Pride in the Darkness

There's a kind of email of which I get quite a few, but it never makes me feel any less proud.

I received one such last week, and wanted to mention it here.

It's partly, I suppose, because the days are growing ever darker and colder, and it's that combination which can trigger an old and familiar foe.

I'm talking about the swamp, adversary of so many, and often in an unspoken way.

The email was from a chap who had been kind enough to read the tvdetective books. I won't use his name, of course, but he got in touch in particular because he wanted to say how accurate he thought my descriptions of depression felt ...

(Yes, there's a reason for that, but we don't need to go into it here.)

... and, far more upliftingly, to say the books had helped him.

They gave my correspondent a sense of being less alone in what can be a very solitary fight he said, and also that they helped him to know that there are ways to battle the beast of a thing.

For Dan, it's Claire, walking with Rutherford, the wonderful Devon countryside, and the criminal investigations he somehow keeps landing himself amidst.

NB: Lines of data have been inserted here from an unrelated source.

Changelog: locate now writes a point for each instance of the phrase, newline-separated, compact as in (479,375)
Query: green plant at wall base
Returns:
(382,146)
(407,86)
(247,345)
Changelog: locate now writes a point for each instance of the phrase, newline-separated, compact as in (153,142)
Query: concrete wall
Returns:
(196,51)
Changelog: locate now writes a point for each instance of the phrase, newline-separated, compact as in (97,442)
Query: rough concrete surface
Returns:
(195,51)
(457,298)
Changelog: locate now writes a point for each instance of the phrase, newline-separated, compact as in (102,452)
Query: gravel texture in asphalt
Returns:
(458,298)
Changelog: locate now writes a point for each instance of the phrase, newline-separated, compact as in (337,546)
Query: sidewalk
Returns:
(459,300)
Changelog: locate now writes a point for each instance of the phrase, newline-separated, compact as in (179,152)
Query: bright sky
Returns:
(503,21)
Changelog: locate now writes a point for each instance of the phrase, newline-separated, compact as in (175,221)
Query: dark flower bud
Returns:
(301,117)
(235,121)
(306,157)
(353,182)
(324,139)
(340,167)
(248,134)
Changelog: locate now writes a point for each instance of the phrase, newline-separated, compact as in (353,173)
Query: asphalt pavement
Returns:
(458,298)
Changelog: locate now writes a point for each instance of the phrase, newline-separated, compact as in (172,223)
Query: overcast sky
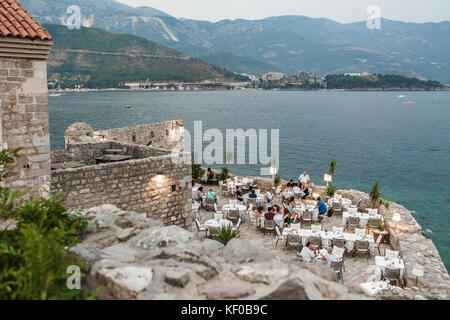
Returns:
(338,10)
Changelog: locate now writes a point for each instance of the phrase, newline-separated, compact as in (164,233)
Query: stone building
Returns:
(24,48)
(151,179)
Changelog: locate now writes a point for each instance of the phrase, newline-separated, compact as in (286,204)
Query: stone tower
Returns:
(24,49)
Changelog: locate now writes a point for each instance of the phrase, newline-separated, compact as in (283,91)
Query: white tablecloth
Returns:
(373,288)
(260,198)
(382,263)
(364,217)
(217,224)
(240,207)
(306,233)
(346,203)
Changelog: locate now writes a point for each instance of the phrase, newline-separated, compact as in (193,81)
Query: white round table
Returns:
(217,224)
(259,198)
(240,207)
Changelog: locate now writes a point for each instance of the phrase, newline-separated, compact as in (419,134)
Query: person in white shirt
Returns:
(303,179)
(308,253)
(330,257)
(268,196)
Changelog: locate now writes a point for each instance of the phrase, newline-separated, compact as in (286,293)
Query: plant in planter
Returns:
(331,190)
(381,231)
(224,173)
(197,172)
(332,167)
(227,234)
(277,180)
(386,204)
(375,195)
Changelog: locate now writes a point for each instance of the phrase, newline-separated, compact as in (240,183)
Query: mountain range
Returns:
(285,43)
(99,59)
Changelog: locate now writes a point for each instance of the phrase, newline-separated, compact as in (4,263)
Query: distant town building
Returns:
(273,76)
(364,74)
(24,49)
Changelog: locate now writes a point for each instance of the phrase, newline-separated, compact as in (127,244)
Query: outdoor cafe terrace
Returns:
(369,262)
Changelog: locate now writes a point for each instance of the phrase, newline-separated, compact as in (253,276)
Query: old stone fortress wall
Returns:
(149,183)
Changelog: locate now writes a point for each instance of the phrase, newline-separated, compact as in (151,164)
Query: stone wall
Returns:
(416,250)
(87,152)
(24,116)
(405,236)
(162,135)
(155,186)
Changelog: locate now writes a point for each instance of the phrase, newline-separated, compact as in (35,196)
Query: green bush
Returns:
(226,234)
(277,180)
(375,194)
(197,172)
(224,173)
(33,256)
(331,190)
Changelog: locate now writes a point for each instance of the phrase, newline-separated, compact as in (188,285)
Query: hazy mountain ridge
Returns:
(286,43)
(100,59)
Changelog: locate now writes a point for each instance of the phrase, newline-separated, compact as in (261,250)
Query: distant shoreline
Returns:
(245,89)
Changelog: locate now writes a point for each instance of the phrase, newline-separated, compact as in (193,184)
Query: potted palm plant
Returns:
(380,231)
(375,195)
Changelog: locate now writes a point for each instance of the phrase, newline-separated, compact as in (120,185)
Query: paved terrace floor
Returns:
(357,270)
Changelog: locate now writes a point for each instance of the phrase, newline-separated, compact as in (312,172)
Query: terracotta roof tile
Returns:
(16,21)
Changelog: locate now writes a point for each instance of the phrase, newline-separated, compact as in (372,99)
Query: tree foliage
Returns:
(34,237)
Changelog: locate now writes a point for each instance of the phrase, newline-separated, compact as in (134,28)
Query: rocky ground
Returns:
(133,257)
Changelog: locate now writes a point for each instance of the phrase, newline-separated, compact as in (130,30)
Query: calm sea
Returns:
(406,147)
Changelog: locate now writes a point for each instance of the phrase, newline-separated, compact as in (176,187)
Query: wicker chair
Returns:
(269,226)
(391,254)
(339,243)
(307,216)
(201,228)
(315,241)
(252,221)
(210,202)
(233,215)
(293,240)
(391,274)
(279,236)
(237,227)
(337,208)
(337,266)
(214,232)
(362,247)
(352,222)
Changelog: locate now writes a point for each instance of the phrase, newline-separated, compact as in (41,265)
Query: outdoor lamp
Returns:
(397,218)
(417,271)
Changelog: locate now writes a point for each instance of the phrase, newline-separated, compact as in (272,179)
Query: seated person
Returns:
(308,253)
(330,257)
(253,195)
(198,195)
(268,197)
(288,218)
(290,184)
(209,175)
(303,179)
(211,195)
(258,211)
(322,208)
(239,194)
(305,191)
(269,214)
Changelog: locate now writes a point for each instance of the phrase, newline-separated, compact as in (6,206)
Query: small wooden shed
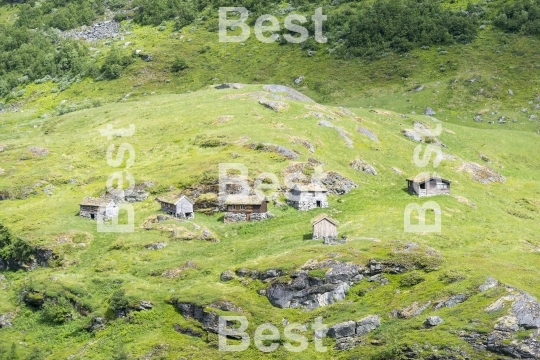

The treatments are different for everyone. But the important point is that they are there. There is a way.

Althought the swamp can, perhaps, never be entirely beaten - it's too deeply and broodingly buried within - there are ways to ease its burden.

The author of the email was kind enough to say he felt that from my books, and it gave him renewed hope that life could and would get better.

And that, even if it were my sole and humble achievement in these often bumbling years upon this beautiful planet, I would gladly take as making it all worthwhile.